Con la primera de las sinfonías de Gustav Mahler en la segunda parte del programa, me resulta imposible obviar las resonancias emotivas muy personales que profeso por esta obra, conocida como “Titán” y que escuché por primera vez hace medio siglo, en vivo, con la Orquesta Nacional de México bajo la batuta de su director titular en ese entonces, el maestro Luis Herrera de la Fuente, como parte de un programa dominical matutino en el Alcázar del Castillo de Chapultepec.
Totalmente ajeno a lo que iba a escuchar esa mañana —que también fue mi primicia con el Concierto para violín de P. I. Tchaikovsky— ese encuentro inaugural con la obra Mahler tuvo una influencia fundamental en mis gustos sinfómnicos a partir —quizá— de la naturaleza esencialmente orgánica de esa experiencia, sin ningún referente o filtro académico que me preparase para lo que habría de escuchar.
Recuerdo aún con inefable placer y nostalgia incandescente la manera como las primeras notas en las cuerdas y las maderas me hechizaron por completo, con sensaciones e imágenes hasta entonces desconocidas, lanzándome paulatinamente a un mar extático y pródigo en efusión musical, con vaivenes entre la contemplación y el vértigo, como si esa musica me hablase solo a mi para sellar a perpetuidad mi amor y admiración incondicional con el universo mehleriano.

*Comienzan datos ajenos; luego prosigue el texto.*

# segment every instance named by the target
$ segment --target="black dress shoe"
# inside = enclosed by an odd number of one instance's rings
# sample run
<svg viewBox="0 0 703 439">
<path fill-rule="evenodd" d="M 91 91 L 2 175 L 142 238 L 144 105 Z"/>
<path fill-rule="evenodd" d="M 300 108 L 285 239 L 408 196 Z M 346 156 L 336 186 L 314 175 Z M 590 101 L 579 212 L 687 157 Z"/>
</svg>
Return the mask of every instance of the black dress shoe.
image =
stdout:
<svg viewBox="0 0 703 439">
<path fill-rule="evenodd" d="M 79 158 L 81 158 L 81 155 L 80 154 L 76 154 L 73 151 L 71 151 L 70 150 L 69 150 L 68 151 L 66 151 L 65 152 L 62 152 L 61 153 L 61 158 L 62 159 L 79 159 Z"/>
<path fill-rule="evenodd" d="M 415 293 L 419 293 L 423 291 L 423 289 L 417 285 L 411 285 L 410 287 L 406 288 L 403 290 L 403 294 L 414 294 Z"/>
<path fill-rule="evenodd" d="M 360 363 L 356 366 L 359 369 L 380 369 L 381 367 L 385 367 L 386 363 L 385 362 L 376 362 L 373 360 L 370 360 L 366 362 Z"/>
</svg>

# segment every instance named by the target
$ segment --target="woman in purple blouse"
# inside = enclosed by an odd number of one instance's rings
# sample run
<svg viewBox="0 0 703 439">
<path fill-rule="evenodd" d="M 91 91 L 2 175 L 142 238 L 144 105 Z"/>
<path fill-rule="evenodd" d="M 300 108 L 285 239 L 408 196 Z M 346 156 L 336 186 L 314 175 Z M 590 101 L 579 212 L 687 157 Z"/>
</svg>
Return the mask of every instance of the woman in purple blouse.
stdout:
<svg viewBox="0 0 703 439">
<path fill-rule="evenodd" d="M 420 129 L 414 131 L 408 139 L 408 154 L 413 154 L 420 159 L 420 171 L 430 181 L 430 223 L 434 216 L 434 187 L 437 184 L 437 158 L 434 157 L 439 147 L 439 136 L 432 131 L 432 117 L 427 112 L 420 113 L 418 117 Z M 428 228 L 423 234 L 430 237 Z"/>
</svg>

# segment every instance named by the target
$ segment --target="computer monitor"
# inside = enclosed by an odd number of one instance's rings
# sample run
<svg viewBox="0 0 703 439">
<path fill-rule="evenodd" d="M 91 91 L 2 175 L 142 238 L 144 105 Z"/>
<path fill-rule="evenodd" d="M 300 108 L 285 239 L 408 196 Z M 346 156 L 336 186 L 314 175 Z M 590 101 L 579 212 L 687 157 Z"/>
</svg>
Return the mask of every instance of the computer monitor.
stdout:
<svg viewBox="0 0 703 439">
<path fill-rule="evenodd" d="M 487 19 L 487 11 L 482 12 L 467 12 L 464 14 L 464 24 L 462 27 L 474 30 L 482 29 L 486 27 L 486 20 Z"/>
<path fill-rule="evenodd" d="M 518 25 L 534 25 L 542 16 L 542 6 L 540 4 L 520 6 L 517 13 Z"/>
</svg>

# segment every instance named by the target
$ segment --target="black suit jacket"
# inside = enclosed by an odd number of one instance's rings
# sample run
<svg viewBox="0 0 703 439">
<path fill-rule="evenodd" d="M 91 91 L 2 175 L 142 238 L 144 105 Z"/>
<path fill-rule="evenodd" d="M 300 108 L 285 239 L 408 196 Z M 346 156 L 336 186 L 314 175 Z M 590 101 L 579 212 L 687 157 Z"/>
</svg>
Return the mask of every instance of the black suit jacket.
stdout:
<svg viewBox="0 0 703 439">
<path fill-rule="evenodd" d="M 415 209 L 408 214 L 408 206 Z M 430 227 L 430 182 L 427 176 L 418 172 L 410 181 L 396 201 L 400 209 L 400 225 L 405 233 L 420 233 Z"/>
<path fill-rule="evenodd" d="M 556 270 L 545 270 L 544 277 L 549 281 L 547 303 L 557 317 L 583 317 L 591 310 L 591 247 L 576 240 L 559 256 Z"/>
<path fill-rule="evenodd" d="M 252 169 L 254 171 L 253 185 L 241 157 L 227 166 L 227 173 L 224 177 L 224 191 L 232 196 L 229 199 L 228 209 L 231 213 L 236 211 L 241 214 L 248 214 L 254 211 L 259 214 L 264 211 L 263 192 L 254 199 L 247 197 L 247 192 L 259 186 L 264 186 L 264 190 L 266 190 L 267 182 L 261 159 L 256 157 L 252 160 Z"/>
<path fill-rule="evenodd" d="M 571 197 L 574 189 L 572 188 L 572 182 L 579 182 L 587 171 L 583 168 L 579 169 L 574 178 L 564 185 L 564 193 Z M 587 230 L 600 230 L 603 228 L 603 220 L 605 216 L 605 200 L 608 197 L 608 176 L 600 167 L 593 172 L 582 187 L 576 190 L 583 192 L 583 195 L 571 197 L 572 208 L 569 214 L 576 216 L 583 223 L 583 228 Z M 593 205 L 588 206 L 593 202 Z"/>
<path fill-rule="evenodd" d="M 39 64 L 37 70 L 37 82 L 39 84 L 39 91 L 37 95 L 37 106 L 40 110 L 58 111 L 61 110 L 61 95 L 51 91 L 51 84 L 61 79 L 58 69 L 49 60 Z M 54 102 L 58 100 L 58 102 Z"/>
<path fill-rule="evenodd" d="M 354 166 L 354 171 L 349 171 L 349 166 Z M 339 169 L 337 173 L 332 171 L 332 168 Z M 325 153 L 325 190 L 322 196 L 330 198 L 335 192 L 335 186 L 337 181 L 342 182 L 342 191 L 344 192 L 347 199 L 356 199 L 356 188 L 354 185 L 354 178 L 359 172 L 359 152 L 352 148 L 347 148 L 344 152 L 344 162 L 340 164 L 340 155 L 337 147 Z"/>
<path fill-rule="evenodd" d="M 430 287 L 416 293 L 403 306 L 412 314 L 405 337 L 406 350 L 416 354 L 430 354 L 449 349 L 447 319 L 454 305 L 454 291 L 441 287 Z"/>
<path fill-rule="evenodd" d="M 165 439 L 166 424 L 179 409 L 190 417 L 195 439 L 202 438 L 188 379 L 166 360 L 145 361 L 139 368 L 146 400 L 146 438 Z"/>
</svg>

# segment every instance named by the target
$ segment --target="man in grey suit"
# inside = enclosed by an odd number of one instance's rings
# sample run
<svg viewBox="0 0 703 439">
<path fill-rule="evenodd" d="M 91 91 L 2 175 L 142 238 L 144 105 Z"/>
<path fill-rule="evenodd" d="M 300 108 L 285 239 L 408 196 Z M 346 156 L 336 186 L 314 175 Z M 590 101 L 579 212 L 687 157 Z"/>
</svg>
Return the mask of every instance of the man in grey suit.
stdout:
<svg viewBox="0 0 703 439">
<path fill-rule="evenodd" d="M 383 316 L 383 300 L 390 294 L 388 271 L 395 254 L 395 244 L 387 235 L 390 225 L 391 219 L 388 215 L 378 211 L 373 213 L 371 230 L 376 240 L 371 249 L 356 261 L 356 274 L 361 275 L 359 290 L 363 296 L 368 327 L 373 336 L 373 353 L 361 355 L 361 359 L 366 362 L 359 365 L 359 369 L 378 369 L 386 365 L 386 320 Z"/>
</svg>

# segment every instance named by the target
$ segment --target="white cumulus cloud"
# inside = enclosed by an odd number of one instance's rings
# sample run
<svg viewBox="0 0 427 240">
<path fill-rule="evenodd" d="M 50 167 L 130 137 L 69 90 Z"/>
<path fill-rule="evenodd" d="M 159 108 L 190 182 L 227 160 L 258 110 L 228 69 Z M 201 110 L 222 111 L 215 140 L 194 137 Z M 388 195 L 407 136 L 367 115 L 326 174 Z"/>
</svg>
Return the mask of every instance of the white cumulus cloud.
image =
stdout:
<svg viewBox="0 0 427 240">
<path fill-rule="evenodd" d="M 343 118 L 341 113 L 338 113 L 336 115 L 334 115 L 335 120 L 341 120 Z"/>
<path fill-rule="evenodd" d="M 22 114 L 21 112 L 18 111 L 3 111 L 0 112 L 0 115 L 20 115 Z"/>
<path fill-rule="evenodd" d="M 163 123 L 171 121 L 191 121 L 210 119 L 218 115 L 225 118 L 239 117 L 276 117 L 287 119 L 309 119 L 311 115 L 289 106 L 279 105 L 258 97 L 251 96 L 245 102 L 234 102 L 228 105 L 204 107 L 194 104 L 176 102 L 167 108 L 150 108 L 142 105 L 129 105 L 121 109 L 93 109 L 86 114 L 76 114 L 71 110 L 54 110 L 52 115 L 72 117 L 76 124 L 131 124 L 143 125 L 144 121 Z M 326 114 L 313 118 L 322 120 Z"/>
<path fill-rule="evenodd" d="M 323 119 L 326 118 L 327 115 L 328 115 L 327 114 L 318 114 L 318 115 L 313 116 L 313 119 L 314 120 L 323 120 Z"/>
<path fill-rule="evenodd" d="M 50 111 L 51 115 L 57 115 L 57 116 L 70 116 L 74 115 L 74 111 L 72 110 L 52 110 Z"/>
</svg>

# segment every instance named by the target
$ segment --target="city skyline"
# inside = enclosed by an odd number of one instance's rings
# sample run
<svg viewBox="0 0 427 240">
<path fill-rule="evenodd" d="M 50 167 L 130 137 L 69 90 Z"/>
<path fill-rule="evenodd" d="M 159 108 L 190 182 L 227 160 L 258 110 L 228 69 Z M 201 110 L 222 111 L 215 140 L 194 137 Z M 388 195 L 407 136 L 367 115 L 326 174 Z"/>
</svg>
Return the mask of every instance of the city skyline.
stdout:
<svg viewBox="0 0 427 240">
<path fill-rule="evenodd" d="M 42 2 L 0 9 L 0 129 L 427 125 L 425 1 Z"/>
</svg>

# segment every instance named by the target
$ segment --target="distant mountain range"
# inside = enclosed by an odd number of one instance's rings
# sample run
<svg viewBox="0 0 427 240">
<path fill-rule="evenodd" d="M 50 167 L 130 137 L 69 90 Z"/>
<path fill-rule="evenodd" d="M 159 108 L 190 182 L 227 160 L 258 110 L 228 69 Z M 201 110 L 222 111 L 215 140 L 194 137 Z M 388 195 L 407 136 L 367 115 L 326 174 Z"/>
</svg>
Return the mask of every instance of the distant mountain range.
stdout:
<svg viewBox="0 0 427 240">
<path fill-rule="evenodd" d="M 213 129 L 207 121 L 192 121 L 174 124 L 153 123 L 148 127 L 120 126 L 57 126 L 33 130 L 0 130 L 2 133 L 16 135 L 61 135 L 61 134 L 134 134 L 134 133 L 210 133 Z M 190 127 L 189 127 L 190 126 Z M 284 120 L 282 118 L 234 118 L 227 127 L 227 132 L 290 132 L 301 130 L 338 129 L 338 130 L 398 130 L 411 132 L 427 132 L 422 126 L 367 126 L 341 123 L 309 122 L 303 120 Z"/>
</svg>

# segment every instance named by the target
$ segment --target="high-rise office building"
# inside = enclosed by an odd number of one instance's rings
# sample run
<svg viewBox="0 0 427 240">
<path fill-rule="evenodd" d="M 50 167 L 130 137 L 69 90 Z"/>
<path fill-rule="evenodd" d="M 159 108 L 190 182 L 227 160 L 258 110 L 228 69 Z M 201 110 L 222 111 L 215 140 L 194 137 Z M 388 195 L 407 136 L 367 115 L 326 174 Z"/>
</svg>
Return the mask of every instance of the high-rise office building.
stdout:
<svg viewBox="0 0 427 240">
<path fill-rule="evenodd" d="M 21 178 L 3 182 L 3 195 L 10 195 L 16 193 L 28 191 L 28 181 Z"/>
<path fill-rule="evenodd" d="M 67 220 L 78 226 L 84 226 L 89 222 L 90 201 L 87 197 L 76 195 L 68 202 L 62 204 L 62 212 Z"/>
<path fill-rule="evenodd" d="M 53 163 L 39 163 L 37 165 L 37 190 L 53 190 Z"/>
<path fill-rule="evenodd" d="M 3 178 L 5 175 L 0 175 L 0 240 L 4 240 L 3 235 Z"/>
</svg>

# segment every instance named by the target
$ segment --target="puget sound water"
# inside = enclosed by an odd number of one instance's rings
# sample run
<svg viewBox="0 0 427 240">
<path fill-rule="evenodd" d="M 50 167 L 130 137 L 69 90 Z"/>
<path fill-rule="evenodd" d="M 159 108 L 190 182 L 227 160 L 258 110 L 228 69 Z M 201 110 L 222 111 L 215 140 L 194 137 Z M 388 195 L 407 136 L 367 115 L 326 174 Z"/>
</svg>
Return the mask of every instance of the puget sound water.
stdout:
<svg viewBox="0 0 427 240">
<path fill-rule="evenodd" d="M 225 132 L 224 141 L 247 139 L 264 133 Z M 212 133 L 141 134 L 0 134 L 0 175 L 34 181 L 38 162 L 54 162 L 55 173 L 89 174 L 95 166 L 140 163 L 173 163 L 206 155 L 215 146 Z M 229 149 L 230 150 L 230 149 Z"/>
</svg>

Aquel mediodía salí y bajé casi levitando del Castillo de Chapultepec, llegué a mi casa, vi cuánto dinero tenía guardado y fui a El Puerto de Liverpool —una tienda tipo Macy’s— para conseguir una grabación de esta sinfonía. Había varias y elegí al azar una con la Orquesta Sinfónica de Chicago, bajo la batuta del maestro Carlo Maria Guilini, sin imaginar ni remotamente que —cincuenta años después y luego de escuchar decena de otras versiones— esa sería siempre la de mi predilección.
Confieso que estos recuerdos regresaron —como siempre que escucho “Titán”— la noche de este sábado al vivir cómo nuestra sinfónica me devolvía a aquel día de mi juventud en la Ciudad de México, tratando de no ceder contra el prejuicio y el peligro de comparar, de perder la objetividad, de romantizar desde la nostalgia.
Espero haberlo logrado y ser justo al decir que la versión de la OSPR colmó mis expectativas, al margen de las ya conocidas deficiencias acústicas de la Sala Sinfónica, proclive a ser estruendosa y con demasiada reverberancia. Los tempos elegidos por el maestro Valdés alentaron el disfrute pleno de la profusión de matices sonoros a lo largo de toda la obra, con unas cuerdas con gran coherencia y solidez, en espacial los violonchelos y contrabajos en la Marcha fúnebre, los metales en su amplia sonoridad, las maderas en su musicalidad y la percusión portentosa, con un moviento final que, en la recapitulación de todo el materia temático que le precede, coronó de manera esplendorosa una nueva temporada de la Sinfónica, la nuestra, una de las pocas cosas que nos sirven de resistencia contra la barbarie.